I would answer: It has many publics, but without bright lines between them; it is its own press; and it does have patriots, people who love it and propagate its ideals — too many to name, and the list keeps growing.

My question: what are the defining traits of Greensboro’s blog culture?

Great question. And check out some of the responses he got. But we have to check into the way Ed Cone put it.

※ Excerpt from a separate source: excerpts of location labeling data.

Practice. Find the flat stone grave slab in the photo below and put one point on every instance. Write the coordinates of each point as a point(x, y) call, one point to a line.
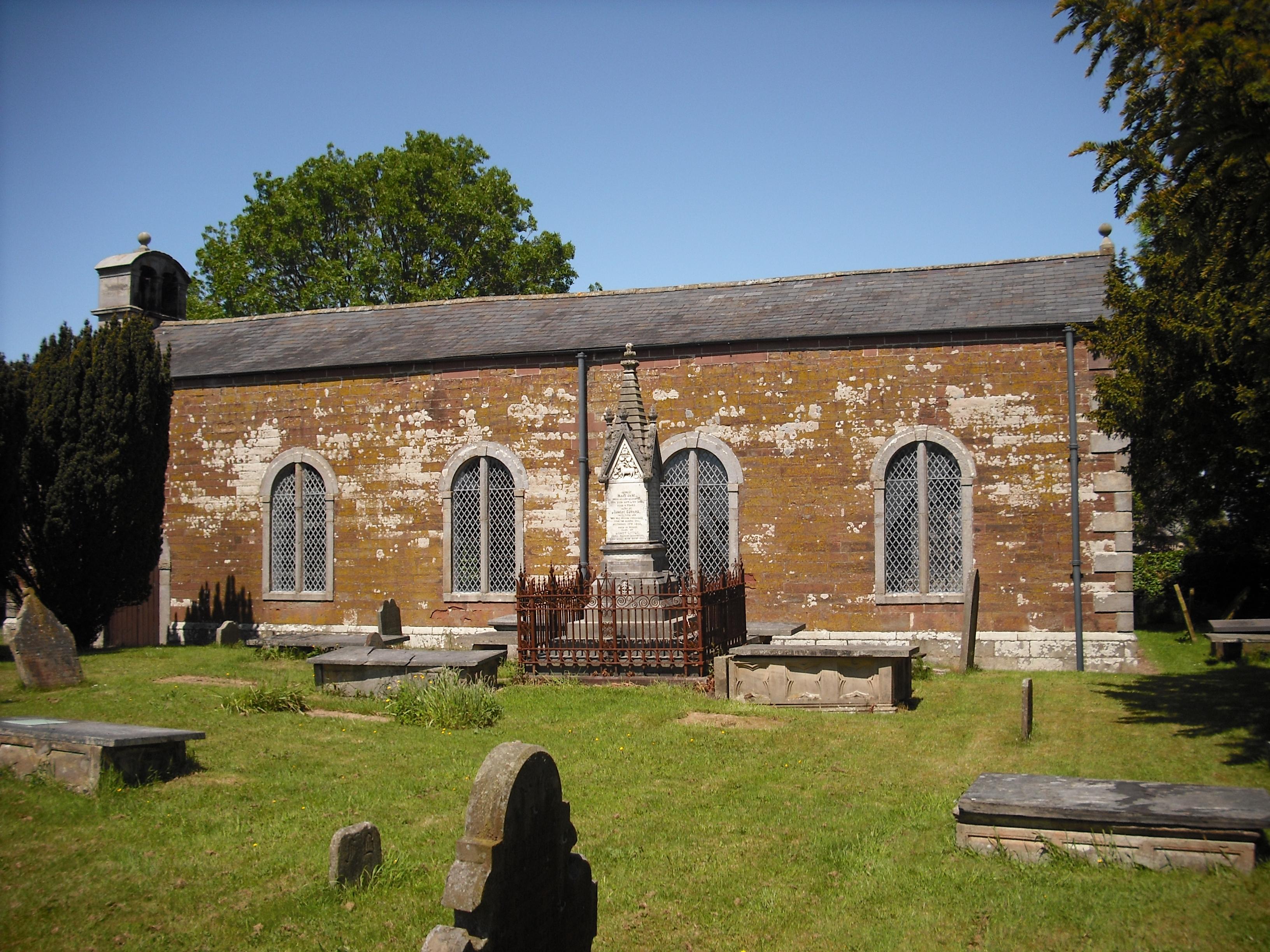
point(483, 639)
point(326, 643)
point(1230, 635)
point(77, 752)
point(828, 678)
point(372, 671)
point(764, 633)
point(1156, 826)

Sometimes, the public is its own press.

Rebecca MacKinnon with an important overview of the Global Voices deliberations:

Chinese bloggers like Isaac Mao hope members of the Global Voices movement will help him and his compatriots develop more sophisticated blogging tools in order to make speech “safer.” One possible idea is to combine blog-publishing with online social networking, so that more controversial blog posts are published only to groups of trusted peers. “Today’s blogging is not a very mature format,” says Mao.

Read the rest at Personal Democracy Forum.

John Palfrey, The Internet’s Effect on Politics: A Working Hypothesis, v2.0. Discussion paper in advance of the Berkman event:

The internet provides a model of placing power at the edges and in the connections between them, as opposed to vesting it in one centralized hub. This model makes intuitive sense in the political arena as well, where the aim inevitably is to reach out to voters, local organizers, donors, and more. These effects are reminiscent of the ways that eBay, Google, Amazon, digital music, and VoIP have substantially changed a variety of industries in the commercial arena. The puzzle is to pull apart what’s real from what’s hype.